The patron was the product of his aristocratic system: a construct of greed, racism, classism, power and position. These aristocrats were unwashed, boorish, incestuous, rampant and consumptive.  The royalty, the religiosos and the other heads of state of the day, the flim flam men of their age, swindled the masses into a prerequisite religious dogma, wringing taxes from the poor and hungry to build their gold-and-masterpiece monuments9. And, while one cannot excuse autocracy with art, the autocracies very raison d’etre allowed them the luxuries which, nearly 500 years later, we harken to with pseudo-sentimental gape-mouthed awe — in what Robert Hughes, in his book Shock of the New describes as a “quasi-religious happening for the aesthetically dim-witted masses10.”   

While subject matter was a dictate, at least to those who could afford by this symbiosis to eat and live their lives in relative comfort, thanks to the likes of a Borgia or a Medici or a Pope Julius, the end product of that patronage, the work itself, bears the indelible imprint of its historo-cultural roots.

The very things that separate an artistic period from its predecessor are the things that unite it with the art of another age.

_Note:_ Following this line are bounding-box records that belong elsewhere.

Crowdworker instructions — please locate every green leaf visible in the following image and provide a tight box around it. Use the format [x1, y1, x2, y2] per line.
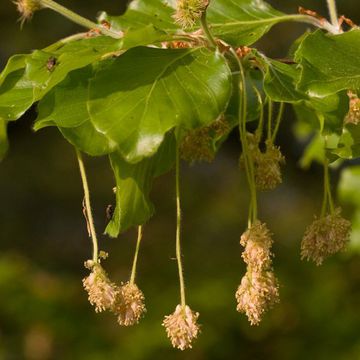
[0, 55, 34, 121]
[225, 69, 265, 123]
[59, 120, 116, 156]
[262, 57, 308, 103]
[338, 166, 360, 205]
[338, 165, 360, 251]
[98, 0, 179, 33]
[300, 134, 325, 169]
[88, 47, 231, 162]
[0, 119, 9, 161]
[295, 29, 360, 97]
[207, 0, 289, 46]
[333, 123, 360, 159]
[0, 36, 121, 121]
[34, 66, 116, 156]
[105, 134, 176, 237]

As the Mannerists turned away from the rational and harmonious of the Renaissance, so to did the fin-de-siecle artists of the 19th/20th Century bridle against the status quo of their era.

The art itself gives credence to this argument, as we shall see.

The uniformity of scene, the topographical coherence of the composition, the consistent logic of the spatial structure were, for the Renaissance artists, amongst the most important preconditions of the artistic effect of a picture. The whole system of perspective drawing, all the rules of proportion and tectonics were merely means serving the ultimate end of spatial logic and unity.

Arnold Hauser, in his four-volume work The Social History of Art, isolates the significance of the Mannerist movement as a turning away from these compositional strictures:

 

Mannerism begins by breaking up the Renaissance structure of space and the scene to be represented into … externally separate [and] inwardly differently organized parts.

Nothing characterizes the disturbance of the classical harmony better than the disintegration of that unity of space which was the most pregnant expression of the Renaissance conception of art.11

 

The Mannerist style arose out of the intellectual crisis of the opening decades of the century and was the expression of the battle between the spiritual and the sensual.  Mannerism was the artistic style of an aristocratic, cultured class. That it was the court style of the 16th Century is a reflection of the cultured class of the age and it had no equal until what Hauser refers to as “the mature Baroque”12 superceded it, by ingratiating itself into the milieu during the manifestation of the Counter-Reformation, and the resurrection of Catholicism as the religion of the masses, which used the Baroque as a tool for it’s ecclesiastical propagandizing.

Just as Durer and DaVinci and DellaQuercia painted images of power and majesty which changed the world in which they lived, modern artists picked up brush and knife and stylus to communicate their message: a demand for change.

“How,” asks Robert Hughes in his highly acclaimed documentary Shock of the New, “by shoving sticky stuff like paint around on the surface of a canvas, could you produce a convincing record of process and transformation?”13

In the 19th Century the first artists to sketch an answer to that question were the Cubists and the Futurists, yet nearly four centuries earlier the Mannerists, in their deconstruction of styles and ideas of the High Renaissance, demonstrated that they too had begun to form an answer to the same question.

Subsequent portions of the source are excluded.